# Rebuilt 400 block stored for 10 years



## Crzybone (Apr 9, 2011)

I purchased a 400 block that was machined and assembled by a very reputable local machine shop, but it has sat in storage for 10 years ever since. Top end was never put on and the block has been double bagged the entire time. The shop is still in business and is the "go to" for most folks around these parts. Before I start bolting on the top, should I have the shop disassemble and re-lube it? Or am I being overly cautious in doing so? Any advice/thoughts/warnings?


----------



## Red1970GTO (Jun 25, 2011)

I'd ask the machinists at the shop what they think.


----------



## Goat Roper (Oct 28, 2014)

Assemble it then spin the oil pump with a drill motor before you drop in the distributor then run it like you stole it.


----------



## oldskool (Apr 26, 2015)

As said, use a good strong 1/2" drill, to spin the oil pump driveshaft in a counter clockwise direction, til you have plenty of oil pumped throughout the engine--more is better ! 

Also, measure the deck height. If it is over .010, you may wanna buy thin Cometic head gaskets, to reduce quench distance. I just looked at your other thread and saw that you said it was zero decked. So, I'll assume that the deck height is .005 or less. 

Have you already made a final decision on your heads and cam ? And I assume you have decided to keep the cast rods ?

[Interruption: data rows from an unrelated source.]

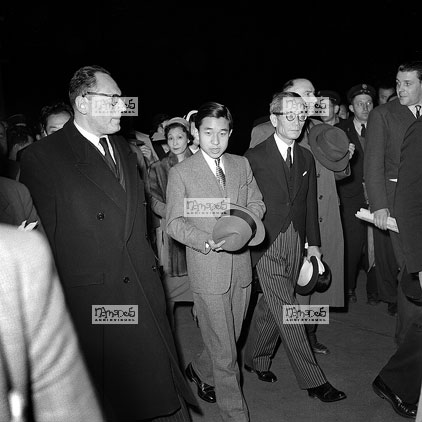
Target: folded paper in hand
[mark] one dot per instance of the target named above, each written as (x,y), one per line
(365,215)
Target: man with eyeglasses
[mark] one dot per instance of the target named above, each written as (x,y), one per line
(285,173)
(85,183)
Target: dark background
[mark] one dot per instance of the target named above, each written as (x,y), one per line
(176,56)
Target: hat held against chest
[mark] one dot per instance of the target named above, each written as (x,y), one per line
(330,146)
(314,275)
(238,226)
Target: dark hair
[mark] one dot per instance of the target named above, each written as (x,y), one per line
(213,109)
(17,135)
(412,66)
(56,108)
(177,124)
(157,120)
(276,104)
(84,79)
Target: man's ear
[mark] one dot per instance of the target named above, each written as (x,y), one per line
(273,120)
(81,104)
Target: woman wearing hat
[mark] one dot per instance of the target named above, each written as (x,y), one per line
(171,253)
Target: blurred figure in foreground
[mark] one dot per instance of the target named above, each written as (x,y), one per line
(42,373)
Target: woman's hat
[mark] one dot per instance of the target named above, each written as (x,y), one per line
(330,146)
(315,275)
(238,226)
(180,120)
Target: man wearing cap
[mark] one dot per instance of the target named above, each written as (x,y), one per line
(352,194)
(220,279)
(387,126)
(285,173)
(331,105)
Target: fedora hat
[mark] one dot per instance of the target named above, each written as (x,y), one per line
(330,146)
(238,226)
(314,275)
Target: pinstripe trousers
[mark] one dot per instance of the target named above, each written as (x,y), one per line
(278,270)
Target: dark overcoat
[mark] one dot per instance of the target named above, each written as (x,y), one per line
(97,231)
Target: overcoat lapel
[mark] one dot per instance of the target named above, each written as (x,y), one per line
(90,163)
(129,166)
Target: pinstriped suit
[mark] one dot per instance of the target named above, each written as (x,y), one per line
(291,217)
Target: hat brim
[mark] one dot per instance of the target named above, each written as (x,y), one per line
(232,239)
(308,288)
(319,153)
(324,280)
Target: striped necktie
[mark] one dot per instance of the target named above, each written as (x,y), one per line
(108,158)
(220,174)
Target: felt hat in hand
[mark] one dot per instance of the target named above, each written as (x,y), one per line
(314,276)
(238,226)
(330,146)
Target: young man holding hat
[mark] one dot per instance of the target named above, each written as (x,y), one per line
(220,280)
(285,173)
(330,166)
(352,194)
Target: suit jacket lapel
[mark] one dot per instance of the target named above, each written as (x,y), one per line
(299,169)
(232,179)
(275,164)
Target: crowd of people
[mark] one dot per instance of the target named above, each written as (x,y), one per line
(113,207)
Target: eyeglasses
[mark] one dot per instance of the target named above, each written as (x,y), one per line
(114,97)
(290,116)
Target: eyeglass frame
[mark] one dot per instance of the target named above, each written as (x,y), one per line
(114,97)
(281,113)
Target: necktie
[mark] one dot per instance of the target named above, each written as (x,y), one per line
(108,158)
(289,158)
(220,174)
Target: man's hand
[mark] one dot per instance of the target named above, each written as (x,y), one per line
(216,247)
(313,251)
(380,218)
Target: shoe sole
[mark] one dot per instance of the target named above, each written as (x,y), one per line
(191,378)
(379,393)
(252,371)
(314,396)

http://www.wallaceracing.com/cr_test2.php


----------



## Crzybone (Apr 9, 2011)

Thanks Fellas.

Oldskool,
The stock cam replacement that's in it now is coming out for the Lunati roller cam. Probably this one. I'm waiting from a response from Lunati now.
E-heads are being worked by Butler as I type, according to them I will be at 10.5:1 compression.
I'm going to stick with the stock rods and crank for now. The car won't see much action for the next few years, they should hold up for what little I'll be driving. Eventually I want to stroke it out to a 461, then I'll step up to an H-beam rod, forged crank and dished pistons. That's probably when it'll finally see some track time.


----------



## geeteeohguy (Feb 2, 2008)

I personally would disassmble and clean everything, and install fresh lube on the bearings. If this engine was assembled with white lithium grease, it will have turned to plaster by now and will be a disaster. Better safe than sorry, and you are only looking at a little time. Leave the pistons alone, just pull a main and a rod cap and have a look. If clean and lubed with moly lube, don't worry about it. Had a friend who rebuilt a #'s '64 389 tripower engine, and let it sit in a stalled project for 25 years. The guy who bought the car had to install 8 cylinder sleeves due to rust damage and totally re-do the job. Inside storage is much better than outside under a tarp!


----------